Keywords: collective intelligence; experimental social science; social learning; social networks; wisdom of crowds.

Fig. 1.

Effect of social influence on group accuracy in centralized and decentralized networks. Average error and SD in 13 experimental trials for each network condition are shown. (A) In decentralized networks, both the mean and the median became more accurate over two rounds of social influence. (B) In centralized networks, the effect of social influence on the accuracy of the group mean and group median was determined by the initial estimate of the central node.
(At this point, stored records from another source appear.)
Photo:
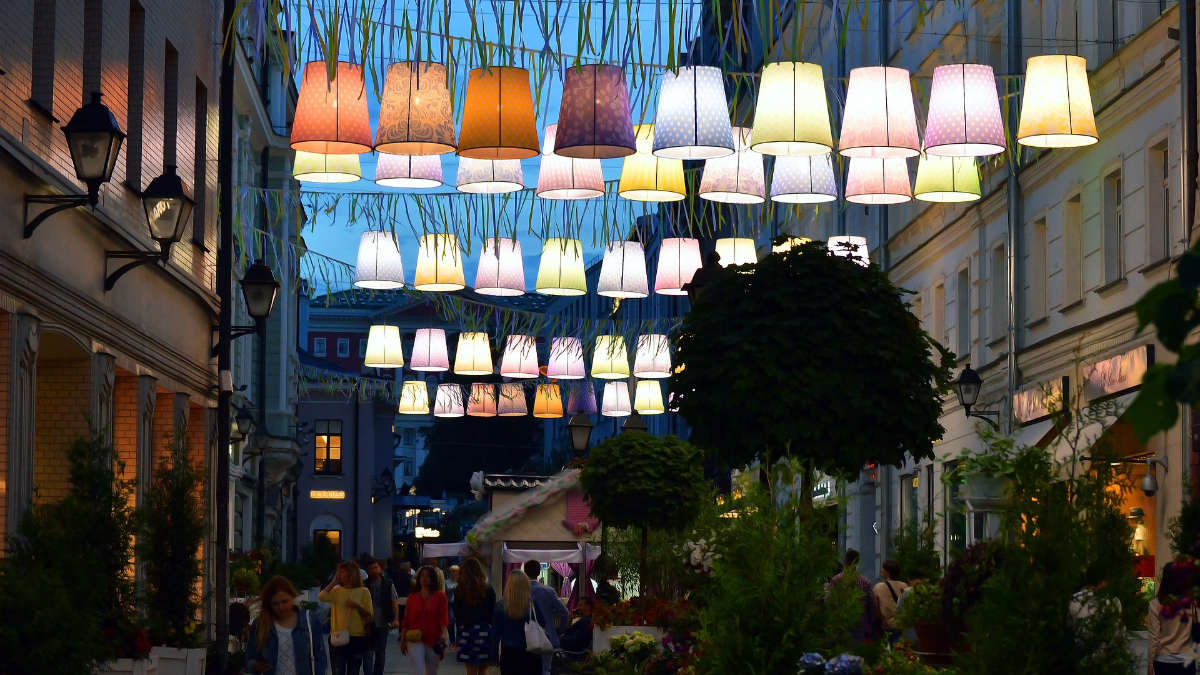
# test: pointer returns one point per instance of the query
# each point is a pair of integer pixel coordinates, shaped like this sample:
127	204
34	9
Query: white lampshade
379	266
623	272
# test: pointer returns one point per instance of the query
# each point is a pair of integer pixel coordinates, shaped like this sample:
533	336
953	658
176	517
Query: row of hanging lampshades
791	121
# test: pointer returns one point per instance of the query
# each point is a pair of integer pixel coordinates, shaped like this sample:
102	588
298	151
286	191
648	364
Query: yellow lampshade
1056	105
438	263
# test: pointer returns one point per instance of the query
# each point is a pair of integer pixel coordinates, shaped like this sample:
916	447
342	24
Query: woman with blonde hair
285	639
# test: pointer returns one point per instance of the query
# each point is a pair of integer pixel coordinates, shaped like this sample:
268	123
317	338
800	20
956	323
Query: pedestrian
551	610
509	620
424	632
285	639
351	615
385	602
474	602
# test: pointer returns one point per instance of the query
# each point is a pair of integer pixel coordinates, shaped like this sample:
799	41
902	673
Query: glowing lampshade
474	354
331	114
623	270
737	178
561	269
565	178
964	113
803	180
850	246
501	268
497	115
594	114
791	115
448	401
430	353
947	179
489	177
880	119
520	357
483	400
414	398
678	261
414	111
511	401
565	359
1056	105
737	251
438	263
616	399
648	178
312	167
379	266
871	180
610	360
693	120
547	401
408	171
384	347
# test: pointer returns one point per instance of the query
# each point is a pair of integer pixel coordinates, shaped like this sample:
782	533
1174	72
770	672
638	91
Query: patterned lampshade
331	113
414	111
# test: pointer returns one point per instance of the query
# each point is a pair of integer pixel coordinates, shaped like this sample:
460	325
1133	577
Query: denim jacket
306	622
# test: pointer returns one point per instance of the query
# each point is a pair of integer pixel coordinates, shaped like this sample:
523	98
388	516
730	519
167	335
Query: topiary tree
813	356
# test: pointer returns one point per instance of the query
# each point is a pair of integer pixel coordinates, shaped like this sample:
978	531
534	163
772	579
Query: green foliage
819	357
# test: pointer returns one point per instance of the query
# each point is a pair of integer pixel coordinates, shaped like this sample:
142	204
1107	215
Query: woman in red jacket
424	634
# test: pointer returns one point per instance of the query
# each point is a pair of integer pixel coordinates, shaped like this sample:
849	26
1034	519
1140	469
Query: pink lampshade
880	119
964	112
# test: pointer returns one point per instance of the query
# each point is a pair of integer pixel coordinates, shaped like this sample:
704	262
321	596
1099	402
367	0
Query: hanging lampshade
803	180
312	167
561	269
430	353
331	115
483	400
648	178
693	120
474	354
594	115
414	398
438	263
652	360
964	113
511	401
408	171
501	268
565	359
678	261
737	251
1056	105
547	401
384	347
737	178
520	357
497	115
616	399
791	115
880	119
378	266
623	270
448	401
947	179
489	177
610	360
414	111
871	180
564	178
850	246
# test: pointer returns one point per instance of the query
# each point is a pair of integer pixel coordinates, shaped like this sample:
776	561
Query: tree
809	354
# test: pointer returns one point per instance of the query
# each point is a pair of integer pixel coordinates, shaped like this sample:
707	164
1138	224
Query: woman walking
285	639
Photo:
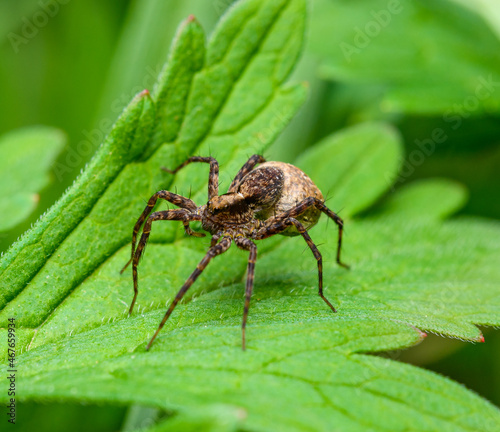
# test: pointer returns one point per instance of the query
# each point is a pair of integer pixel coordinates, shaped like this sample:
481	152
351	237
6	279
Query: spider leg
213	177
218	249
248	245
245	169
181	214
314	202
214	240
175	199
277	225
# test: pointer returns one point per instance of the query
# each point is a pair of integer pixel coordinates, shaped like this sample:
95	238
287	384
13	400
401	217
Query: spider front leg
247	244
245	169
276	225
181	215
175	199
218	249
213	177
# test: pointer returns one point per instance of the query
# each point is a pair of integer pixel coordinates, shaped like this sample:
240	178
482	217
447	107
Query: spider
274	198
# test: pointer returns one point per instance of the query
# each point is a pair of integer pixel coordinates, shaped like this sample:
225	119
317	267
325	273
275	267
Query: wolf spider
275	198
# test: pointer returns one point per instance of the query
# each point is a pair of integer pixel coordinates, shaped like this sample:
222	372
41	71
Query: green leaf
409	49
305	368
26	156
354	184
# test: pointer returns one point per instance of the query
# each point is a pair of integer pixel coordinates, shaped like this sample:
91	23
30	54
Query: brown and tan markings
274	198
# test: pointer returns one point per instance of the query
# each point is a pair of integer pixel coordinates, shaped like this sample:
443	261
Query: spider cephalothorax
275	198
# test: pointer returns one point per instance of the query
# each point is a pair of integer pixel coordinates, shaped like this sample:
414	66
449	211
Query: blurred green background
430	68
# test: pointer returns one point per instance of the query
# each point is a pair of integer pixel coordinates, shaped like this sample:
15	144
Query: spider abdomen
282	186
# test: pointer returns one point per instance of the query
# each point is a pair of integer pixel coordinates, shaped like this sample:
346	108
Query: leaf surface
26	156
408	50
305	368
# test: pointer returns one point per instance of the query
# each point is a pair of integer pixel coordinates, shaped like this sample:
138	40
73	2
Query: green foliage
305	368
25	159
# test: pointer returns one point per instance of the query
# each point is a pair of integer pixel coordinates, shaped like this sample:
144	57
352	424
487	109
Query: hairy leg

Results were conditioned on whether the central node was in the direction of truth relative to the group estimate. (C) Total change from round 1 to round 3 with bootstrapped 95% error bars, indicating that changes shown in A and B are significant. Both the mean and median of estimates in decentralized networks became more accurate (n = 13, P < 0.01 for mean, P < 0.001 for median). For centralized networks, the mean and median became less accurate when the central node provided an estimate in the opposite direction of truth (n = 13, P < 0.01 for both mean and median). Both the mean and median became more accurate when the central node provided an estimate in the direction of truth (n = 12, P < 0.01 for the mean and median). (D) In both network conditions, the SD in the distribution of estimates (i.e., diversity of opinions) decreased significantly after each round of revision (n = 13, P < 0.001 for both conditions).

Fig. 2.

Correlation between revision magnitude and individual error. Each point in the main graph shows the average size of individuals’ revisions from round 1 to 3 for individuals located in each decile of the distribution of individual error (i.e., average distance from zero error), measured for n = 4,340 estimates provided by 1,040 individuals assigned to one of 13 decentralized networks or 13 centralized networks. The graph shows a positive “revision coefficient,” such that individuals with greater error in their initial estimates made significantly larger revisions. Controlling for correlation between estimates by the same individual (SI Appendix), we find a positive correlation between individual error and individual revision magnitude (n = 4,340, $\rho$ = 0.41, 95% CI [0.39, 0.43], P < 0.001). (Inset) On the y axis, positive values indicate larger revisions than would be expected based on the distance between an individual’s estimate and their neighborhood estimate. On the x axis, positive values indicate greater initial error than would be expected given the distance between an individual’s estimate and their neighborhood estimate. After controlling for the distance between each individual’s initial estimate and the average estimate of their neighborhood, there is still a significant correlation between individual error and individual revision magnitude (n = 4,340, $\rho$ = 0.25, 95% CI [0.22, 0.28], P < 0.001).

Fig. 3.

Correlations with changes in group mean. Shown are all 59 estimation tasks completed over 13 experimental trials. In centralized networks, two estimation tasks are omitted, where the central node did not provide any response. Decentralized networks show all 59 estimation tasks. (A) In decentralized networks, the revision coefficient for each group estimate—i.e., the partial correlation for all members of a network between individuals’ accuracy and their revision magnitudes on a given estimation task—is highly correlated with the change in the error of the group mean (n = 59, $\rho$ = −0.71, 95% CI [−0.84, −0.51]). On estimation tasks in which groups exhibited larger revision coefficients, they showed significantly greater improvements in the accuracy of the group mean. (B) By contrast, in centralized networks, there was no significant correlation between the revision coefficient and the change in group mean (n = 57, $\rho$ = −0.16, 95% CI [−0.33, 0.10]). (C) In centralized networks, the change in the group mean is strongly correlated with the behavior of the central node. The difference between the initial group estimate and the initial estimate of the central node is highly correlated with the change in the group’s estimate (n = 57, $\rho$ = 0.92, 95% CI [0.88, 0.95]). When the central node had an estimate larger than group mean, the group mean typically increased; when the central node was below the group mean, the group mean typically decreased.